She jumps up, knocking over the full can. ‘Yes! Yes, that’s her. See,
I-told-you
,’ she singsongs.

‘Um, she actually called yesterday and I left the message right …’ I walk into her office. ‘Here.’ I pull the Post-it off her computer screen and hand it to her as she shuffles in after me.

‘Humph.’ Doris takes it with a slight blush.

‘Super! So, have you had a chance to review my presentation?’

‘Girl,’ she says sternly, ‘that’s a premature conversation. I feel there’s another issue you need to address first.’ She points with her nose to the sagging chair across from her and my stomach sinks. ‘Go ahead, have a seat,’ she instructs firmly.

I detest this office; it has no windows and is covered with crumbling collages made by Doris’s
Step Up and Speak Out!
adolescents of yore.

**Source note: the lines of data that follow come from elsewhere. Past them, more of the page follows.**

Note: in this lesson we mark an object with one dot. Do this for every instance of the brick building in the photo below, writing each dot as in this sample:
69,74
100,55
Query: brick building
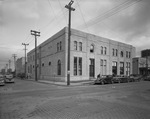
90,55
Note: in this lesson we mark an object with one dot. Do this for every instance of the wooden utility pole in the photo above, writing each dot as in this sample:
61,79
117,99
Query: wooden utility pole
69,34
35,33
25,61
14,55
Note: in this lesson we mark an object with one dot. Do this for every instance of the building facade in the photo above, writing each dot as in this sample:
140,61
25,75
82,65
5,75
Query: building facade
90,55
141,65
20,66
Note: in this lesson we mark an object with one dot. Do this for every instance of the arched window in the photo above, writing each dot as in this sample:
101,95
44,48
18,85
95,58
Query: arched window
59,67
92,48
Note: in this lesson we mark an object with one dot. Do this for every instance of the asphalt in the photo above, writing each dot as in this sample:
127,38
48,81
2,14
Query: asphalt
72,83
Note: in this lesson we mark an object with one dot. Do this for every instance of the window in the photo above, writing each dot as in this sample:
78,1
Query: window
80,66
105,50
126,54
60,45
92,48
101,49
59,67
80,46
121,53
113,52
129,55
57,47
75,66
49,63
116,52
121,68
114,68
75,45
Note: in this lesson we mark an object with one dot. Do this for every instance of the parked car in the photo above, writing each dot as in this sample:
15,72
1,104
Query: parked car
120,79
105,79
9,78
134,77
147,78
2,80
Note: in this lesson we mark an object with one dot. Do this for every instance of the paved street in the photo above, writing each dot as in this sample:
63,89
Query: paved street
33,100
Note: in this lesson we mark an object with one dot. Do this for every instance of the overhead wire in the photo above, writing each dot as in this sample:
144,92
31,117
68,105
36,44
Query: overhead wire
110,12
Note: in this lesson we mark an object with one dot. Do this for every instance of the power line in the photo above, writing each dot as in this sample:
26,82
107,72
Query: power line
111,12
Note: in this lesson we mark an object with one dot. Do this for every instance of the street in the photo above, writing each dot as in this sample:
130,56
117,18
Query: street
26,99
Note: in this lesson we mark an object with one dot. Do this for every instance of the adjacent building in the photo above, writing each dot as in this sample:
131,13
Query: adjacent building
20,66
90,55
141,65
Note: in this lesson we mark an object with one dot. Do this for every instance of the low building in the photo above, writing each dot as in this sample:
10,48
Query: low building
141,65
90,55
20,66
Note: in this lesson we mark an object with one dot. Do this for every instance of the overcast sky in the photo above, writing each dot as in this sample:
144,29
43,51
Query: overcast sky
127,21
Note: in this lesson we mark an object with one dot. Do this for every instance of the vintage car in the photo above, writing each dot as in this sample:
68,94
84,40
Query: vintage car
105,79
9,78
134,77
2,80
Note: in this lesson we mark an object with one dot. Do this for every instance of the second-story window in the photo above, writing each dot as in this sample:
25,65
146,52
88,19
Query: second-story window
57,47
80,46
121,53
60,45
92,48
101,49
75,45
113,52
105,50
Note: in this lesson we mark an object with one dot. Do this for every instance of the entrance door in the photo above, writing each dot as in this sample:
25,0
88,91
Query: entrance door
92,67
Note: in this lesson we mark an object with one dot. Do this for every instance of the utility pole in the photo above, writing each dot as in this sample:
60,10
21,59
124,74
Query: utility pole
69,34
14,55
9,63
25,64
35,33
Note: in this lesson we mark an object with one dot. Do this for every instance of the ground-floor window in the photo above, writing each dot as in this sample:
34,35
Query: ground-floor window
114,68
121,68
103,66
77,66
80,66
59,67
127,68
92,67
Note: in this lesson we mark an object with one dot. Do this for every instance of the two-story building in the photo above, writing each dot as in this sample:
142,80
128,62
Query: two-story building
89,56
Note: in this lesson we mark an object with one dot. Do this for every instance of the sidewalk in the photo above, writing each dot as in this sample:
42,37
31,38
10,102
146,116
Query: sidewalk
72,83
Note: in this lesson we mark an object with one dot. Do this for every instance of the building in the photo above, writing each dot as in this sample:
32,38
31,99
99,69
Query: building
145,53
141,65
20,66
90,55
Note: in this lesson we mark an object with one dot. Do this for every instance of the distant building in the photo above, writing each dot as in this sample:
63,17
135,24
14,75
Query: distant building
90,55
20,65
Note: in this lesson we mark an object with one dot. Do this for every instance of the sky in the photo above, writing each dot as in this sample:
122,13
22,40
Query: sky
126,21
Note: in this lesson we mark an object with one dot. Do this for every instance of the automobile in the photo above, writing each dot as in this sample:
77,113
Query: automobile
135,77
120,79
2,81
9,78
147,78
105,79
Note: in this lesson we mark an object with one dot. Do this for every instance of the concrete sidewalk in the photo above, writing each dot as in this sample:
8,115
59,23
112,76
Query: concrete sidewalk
72,83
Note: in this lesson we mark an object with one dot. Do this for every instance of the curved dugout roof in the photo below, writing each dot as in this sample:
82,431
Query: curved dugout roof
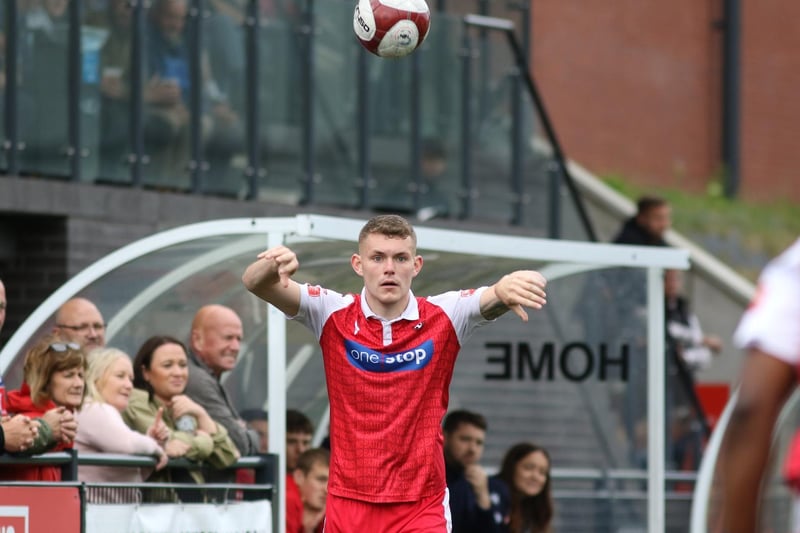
156,284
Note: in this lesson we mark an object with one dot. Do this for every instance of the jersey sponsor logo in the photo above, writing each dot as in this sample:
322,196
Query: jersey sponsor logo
370,360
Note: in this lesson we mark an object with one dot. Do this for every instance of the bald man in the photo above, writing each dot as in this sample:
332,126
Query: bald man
79,320
3,304
213,349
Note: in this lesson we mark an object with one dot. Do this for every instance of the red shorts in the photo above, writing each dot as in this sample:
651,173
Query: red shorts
431,515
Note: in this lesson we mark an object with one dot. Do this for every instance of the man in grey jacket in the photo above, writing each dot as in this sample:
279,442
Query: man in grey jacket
214,348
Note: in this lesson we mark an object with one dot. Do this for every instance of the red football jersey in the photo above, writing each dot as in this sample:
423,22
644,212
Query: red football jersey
388,387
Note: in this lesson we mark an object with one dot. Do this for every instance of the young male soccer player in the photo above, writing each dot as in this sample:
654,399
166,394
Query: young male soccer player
389,358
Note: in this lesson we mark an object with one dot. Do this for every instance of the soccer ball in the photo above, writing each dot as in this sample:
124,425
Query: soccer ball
391,28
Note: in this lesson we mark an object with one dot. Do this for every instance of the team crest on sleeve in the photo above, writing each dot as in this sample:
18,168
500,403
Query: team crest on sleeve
371,360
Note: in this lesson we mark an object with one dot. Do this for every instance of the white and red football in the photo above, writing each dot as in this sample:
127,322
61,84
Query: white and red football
391,28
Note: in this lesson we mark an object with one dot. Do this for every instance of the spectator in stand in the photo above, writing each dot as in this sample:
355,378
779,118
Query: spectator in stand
160,372
299,431
168,120
526,472
109,381
214,344
311,477
684,333
478,503
79,320
53,389
769,332
258,420
649,225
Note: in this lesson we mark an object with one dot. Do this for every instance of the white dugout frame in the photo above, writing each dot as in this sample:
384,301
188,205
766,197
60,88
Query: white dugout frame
565,258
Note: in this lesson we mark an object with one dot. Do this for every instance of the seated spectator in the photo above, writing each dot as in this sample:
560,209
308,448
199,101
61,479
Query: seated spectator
526,472
299,431
477,503
214,349
311,477
109,381
53,389
684,333
649,225
167,98
258,420
160,371
78,320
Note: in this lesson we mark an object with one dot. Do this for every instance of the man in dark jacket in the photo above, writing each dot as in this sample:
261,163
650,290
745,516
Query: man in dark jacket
477,503
647,228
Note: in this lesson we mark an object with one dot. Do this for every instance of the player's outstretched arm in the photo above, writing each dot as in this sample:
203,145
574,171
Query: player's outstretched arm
514,291
765,386
269,278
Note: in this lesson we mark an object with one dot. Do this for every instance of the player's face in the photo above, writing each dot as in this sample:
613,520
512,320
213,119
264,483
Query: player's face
387,264
313,486
531,472
464,445
296,443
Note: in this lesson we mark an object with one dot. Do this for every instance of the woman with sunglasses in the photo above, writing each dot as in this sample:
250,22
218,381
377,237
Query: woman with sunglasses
160,371
53,389
109,382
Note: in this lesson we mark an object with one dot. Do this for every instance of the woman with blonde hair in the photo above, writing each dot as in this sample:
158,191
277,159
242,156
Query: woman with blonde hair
109,381
53,389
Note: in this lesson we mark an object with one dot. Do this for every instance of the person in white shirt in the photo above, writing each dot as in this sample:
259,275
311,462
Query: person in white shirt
770,331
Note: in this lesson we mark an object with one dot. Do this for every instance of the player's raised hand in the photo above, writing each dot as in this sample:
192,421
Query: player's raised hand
520,289
283,262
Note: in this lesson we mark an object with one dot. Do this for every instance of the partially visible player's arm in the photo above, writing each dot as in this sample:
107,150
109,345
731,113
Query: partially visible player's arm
765,386
269,278
514,291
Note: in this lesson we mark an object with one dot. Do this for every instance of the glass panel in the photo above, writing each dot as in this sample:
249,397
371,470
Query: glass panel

I always end up eye level with the cut-out of a woman carrying a big floppy hat from a Summer’s Eve douche box circa 1979 pasted beside yellowed advertising copy that proclaims, ‘
Sisters are doing it for themselves!
’ But even that is less cringe-inducing than the framed
Ms.
cover of Doris bleating into a megaphone.

‘Girl,’ she says, ‘I want to share with you that I’m really quite troubled by something that I think would be a disservice not to bring to your attention.’

‘Oh?’

‘You seem to be abnormally preoccupied with space.’

‘Sorry?’

‘Space. Having it. Needing it. Wanting it. You talk about it all the time. I’ve told you on several occasions that we’re operating with a commune perception here at the Center. I believe we’ve discussed,
ad nauseam
, that you need to make peace with your allotted area.’

‘I’m, um, fine with my desk. It’s just that these conference packets had only ten handouts for two hundred participants a week and a half ago. And I’m working with a lot more paper now, so—’

‘See, Girl, I think it’s pretty unhealthy that you choose to deflect responsibility for your own inadequacies right back onto me.’

‘Sorry?’

Doris leans in and places her hands on my knees. The Summer’s Eve woman does a slow hula behind her as I lose air. ‘I want you to work on this. Maybe work on it in your own life. This is a sign of further – deeper – issues, I feel, for you. It’s really why I don’t like working with you young twenty-somethings – you’re all just so …’ She tilts her face to stare intensely at me over her bifocals. Instinctively I mirror her, leaning forward. We slowly continue to move in towards each other while I await my sentence. ‘Needy,’ she finally pronounces before nearly planting her face in my lap. She leans behind me to retrieve a stack of crumbling leaflets, momentarily suffocating me with her cleavage. ‘These should be added to the packets. I’m thinking fuchsia, lime green, and orange.’

I stand up.

‘Wait, Girl – not the light orange. I want the bright one.’

‘Okay! Sure.’

‘No, no, maybe the pale orange is better. Make copies of both and bring them in for me to decide.’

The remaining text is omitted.